4. Calculate Your Budget with Your Lowest Monthly Income
Using your lowest monthly income, start working your way down your list of essential monthly expenses, paying off each one. You might only make it partway down the list before you run out of money. If that happens, list out the essential bills that you haven’t yet paid.
There are a few ways to pay the remaining essential bills. First, look at your actual income for the month, once you have set aside money for your taxes. If the income is higher than your base income, you can draw from that extra money to cover those essential expenses.
If your income this month is equal to or less than your lowest monthly income figure, you will need to borrow money from a buffer account to cover your expenses. Your buffer account is a special savings account that you can use during months when your income is low, and then build up again during months when you have a higher income.
Don’t have a buffer account yet? We’ll get into how to create one in the next step. If you find yourself with unpaid essential bills and no buffer, then it’s time to look for an alternative way to pay those bills, such as by putting them on a credit card that you pay off next month, or by borrowing money from family. You might also look into solutions, such as taking on a roommate, to help generate additional income to cover your expenses.
On the other hand, if you have money left over, you can use it to start paying some non-essential expenses. Keep in mind that your non-essential expenses may need to fluctuate with your income. In months when your income is higher, you can enjoy some non-essentials such as dinner out or a trip to the movies.

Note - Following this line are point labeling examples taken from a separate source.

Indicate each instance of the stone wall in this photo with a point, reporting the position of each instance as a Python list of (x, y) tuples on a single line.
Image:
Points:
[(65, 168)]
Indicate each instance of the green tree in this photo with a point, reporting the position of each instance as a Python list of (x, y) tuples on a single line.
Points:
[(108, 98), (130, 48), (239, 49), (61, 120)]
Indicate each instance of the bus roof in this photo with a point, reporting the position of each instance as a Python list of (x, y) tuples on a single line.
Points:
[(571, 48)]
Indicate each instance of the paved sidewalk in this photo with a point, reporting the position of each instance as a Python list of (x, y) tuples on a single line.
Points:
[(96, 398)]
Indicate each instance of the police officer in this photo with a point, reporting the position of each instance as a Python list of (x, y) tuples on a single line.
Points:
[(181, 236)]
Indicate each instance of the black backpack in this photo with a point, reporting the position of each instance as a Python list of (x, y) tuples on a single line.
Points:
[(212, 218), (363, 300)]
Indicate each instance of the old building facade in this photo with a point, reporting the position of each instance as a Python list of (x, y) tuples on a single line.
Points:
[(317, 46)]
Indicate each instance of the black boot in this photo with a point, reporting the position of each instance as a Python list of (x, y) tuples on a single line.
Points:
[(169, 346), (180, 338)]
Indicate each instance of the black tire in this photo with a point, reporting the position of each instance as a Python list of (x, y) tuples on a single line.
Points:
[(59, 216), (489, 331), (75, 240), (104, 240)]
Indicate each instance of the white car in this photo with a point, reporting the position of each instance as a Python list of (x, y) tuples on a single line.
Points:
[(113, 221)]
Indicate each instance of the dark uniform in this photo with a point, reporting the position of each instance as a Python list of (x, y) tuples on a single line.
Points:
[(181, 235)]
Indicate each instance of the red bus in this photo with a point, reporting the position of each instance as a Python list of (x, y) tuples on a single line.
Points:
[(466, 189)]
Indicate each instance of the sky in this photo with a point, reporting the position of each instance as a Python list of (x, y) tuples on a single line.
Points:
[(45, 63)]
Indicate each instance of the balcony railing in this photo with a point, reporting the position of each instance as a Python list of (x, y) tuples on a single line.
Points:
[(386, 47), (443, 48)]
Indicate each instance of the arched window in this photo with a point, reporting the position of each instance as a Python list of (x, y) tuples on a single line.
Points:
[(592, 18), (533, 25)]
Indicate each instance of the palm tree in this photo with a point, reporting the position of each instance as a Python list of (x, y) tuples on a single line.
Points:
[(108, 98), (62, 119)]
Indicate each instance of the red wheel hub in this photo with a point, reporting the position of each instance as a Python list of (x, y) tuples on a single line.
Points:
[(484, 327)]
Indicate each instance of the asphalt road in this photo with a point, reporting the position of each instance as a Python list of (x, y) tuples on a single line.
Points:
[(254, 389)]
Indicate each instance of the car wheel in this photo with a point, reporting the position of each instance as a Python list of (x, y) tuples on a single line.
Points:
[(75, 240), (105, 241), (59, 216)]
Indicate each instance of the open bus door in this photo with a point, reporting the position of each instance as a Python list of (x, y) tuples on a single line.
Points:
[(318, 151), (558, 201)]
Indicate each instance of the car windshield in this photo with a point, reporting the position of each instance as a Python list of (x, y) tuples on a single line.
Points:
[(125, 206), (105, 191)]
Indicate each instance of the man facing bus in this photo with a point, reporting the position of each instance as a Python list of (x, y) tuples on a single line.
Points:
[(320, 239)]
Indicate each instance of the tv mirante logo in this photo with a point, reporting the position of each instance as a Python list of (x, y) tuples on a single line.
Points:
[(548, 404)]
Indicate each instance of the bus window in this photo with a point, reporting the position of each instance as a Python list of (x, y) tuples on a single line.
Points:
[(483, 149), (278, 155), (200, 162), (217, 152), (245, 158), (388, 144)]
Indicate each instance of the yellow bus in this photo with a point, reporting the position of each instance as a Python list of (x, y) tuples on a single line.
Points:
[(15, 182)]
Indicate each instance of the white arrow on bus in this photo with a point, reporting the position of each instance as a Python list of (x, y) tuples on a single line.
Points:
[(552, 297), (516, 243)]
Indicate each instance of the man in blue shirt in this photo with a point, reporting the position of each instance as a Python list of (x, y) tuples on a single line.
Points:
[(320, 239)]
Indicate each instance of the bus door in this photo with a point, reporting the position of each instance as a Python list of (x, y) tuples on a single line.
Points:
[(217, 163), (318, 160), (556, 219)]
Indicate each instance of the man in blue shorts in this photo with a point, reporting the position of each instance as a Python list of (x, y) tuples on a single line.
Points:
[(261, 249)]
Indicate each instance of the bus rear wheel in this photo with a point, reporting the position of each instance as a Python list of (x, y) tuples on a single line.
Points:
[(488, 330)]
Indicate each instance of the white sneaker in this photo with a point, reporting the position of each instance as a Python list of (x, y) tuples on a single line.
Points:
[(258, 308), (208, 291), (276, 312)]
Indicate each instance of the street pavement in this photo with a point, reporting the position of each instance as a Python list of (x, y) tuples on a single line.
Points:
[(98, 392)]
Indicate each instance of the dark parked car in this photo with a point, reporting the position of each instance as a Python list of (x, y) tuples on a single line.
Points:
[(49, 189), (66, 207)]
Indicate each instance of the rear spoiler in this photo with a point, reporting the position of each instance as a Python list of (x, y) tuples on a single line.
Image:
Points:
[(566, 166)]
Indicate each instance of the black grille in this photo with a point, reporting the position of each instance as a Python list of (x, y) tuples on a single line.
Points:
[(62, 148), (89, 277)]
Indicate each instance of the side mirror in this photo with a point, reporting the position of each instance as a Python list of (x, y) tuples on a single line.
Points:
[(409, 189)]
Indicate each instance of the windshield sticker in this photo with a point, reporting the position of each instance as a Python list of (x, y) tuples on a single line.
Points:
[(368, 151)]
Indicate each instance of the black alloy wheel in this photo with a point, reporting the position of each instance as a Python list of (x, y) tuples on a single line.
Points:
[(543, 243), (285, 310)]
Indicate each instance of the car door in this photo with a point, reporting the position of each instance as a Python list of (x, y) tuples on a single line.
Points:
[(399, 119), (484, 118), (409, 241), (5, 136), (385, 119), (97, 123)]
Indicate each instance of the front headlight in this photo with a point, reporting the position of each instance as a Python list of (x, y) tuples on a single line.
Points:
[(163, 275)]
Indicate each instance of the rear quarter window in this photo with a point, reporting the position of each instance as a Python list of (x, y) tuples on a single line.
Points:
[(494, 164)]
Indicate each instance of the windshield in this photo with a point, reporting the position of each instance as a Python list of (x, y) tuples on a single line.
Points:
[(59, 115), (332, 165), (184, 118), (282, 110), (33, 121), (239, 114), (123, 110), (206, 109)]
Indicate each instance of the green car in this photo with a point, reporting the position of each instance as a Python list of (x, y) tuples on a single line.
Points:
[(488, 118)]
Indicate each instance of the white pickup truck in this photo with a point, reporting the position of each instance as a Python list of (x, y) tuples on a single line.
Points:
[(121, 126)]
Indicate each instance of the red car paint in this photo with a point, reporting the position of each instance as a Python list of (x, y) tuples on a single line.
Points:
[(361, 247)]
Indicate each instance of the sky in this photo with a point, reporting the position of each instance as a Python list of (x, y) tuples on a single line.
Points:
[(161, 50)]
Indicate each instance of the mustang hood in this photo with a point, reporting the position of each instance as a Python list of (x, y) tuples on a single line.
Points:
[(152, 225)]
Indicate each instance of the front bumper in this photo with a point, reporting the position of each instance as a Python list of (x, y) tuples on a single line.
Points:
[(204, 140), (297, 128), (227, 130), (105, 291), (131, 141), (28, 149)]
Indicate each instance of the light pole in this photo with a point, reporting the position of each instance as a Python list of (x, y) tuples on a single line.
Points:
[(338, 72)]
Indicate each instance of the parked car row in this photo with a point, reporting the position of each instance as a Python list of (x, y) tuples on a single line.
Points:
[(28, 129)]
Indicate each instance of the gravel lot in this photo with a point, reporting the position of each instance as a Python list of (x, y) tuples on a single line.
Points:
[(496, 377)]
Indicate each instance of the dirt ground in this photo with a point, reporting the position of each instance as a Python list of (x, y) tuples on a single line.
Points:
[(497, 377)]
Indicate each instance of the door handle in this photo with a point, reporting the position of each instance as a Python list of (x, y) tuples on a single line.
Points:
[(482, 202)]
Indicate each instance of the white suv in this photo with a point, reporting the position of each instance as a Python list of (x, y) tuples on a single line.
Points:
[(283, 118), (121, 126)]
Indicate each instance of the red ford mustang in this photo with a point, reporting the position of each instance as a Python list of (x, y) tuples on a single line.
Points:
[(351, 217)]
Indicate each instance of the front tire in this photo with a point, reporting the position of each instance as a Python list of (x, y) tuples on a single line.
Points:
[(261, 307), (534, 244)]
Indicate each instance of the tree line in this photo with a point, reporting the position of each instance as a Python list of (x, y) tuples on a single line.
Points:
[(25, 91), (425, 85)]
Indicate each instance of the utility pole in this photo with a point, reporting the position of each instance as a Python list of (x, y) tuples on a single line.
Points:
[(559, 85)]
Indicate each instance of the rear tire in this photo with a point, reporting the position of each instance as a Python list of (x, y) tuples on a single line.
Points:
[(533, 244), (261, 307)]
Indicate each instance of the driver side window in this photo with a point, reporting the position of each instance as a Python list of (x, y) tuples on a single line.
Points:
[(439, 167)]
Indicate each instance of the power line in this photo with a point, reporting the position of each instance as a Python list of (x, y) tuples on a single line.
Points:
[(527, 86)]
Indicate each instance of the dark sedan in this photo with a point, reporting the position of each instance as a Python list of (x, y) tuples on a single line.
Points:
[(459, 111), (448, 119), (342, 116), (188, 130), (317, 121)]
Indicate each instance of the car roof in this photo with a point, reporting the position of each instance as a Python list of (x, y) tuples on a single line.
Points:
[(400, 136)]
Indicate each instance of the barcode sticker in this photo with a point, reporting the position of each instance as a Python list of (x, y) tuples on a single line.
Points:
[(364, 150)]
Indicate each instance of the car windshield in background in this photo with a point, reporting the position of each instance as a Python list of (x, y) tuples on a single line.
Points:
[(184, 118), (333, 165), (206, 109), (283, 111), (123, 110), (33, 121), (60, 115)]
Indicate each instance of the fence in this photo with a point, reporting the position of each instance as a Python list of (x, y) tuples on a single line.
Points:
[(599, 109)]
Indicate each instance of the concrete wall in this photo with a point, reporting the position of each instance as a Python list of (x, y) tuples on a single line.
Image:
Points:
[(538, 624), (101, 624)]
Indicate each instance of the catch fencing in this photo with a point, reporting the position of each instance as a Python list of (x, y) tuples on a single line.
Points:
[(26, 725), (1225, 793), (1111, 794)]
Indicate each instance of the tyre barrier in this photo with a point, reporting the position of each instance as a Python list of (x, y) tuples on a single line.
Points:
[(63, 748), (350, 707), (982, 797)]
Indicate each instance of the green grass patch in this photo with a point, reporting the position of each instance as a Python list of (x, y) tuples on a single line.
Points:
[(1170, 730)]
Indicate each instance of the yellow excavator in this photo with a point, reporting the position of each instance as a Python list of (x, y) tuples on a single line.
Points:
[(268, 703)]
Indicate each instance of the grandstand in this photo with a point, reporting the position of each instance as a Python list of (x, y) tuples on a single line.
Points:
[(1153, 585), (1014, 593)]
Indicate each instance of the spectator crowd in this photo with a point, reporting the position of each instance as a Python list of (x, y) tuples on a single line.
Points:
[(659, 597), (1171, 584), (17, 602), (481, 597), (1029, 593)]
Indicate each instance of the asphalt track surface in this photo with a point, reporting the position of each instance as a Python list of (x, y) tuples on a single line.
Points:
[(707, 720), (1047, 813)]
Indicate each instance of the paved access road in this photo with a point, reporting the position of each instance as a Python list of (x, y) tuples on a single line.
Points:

When your income is lower, those expenses will need to wait for another month.
5. Create a Buffer Account
Create an additional savings account that will act as your buffer account. In months when your income is higher and you have extra money, set aside some money and put it in your buffer account. You might use a percentage to help keep you consistent, like setting aside 20% of the amount of your monthly income that exceeds your lowest monthly income.
Your buffer account should be only for essential expenses. Having that buffer will help you to always be able to pay your bills without relying on another method, like a credit card or personal loan. Always put money into your buffer account before you use any leftover funds for non-essential expenses.
6. Make Adjustments
When your income fluctuates, your budget will need to change a bit, too. During high-income months, you’ll not only be able to put money into your buffer account, but will have some extra left over, too. You might decide to put more money into savings or retirement accounts, or to increase the amount that you put into your buffer account. While your budget is a helpful guideline, you can change it as your income fluctuates.
You may need to change your budget in the opposite way, too. If you have a few months when your income is lower than the lowest monthly income figure that you first used, it may be time to adjust. You may either need to find a way to bring in more income each month, or you’ll need to restructure your budget using your new lowest monthly income figure.
Ready To Level Up Your Budgeting Methods? Learn More Today
Budgeting is a valuable way to keep track of your income and your savings, but when your income fluctuates, traditional budgeting methods don’t work. Understanding how to budget with a variable income is an important step in managing your finances and making smart money decisions.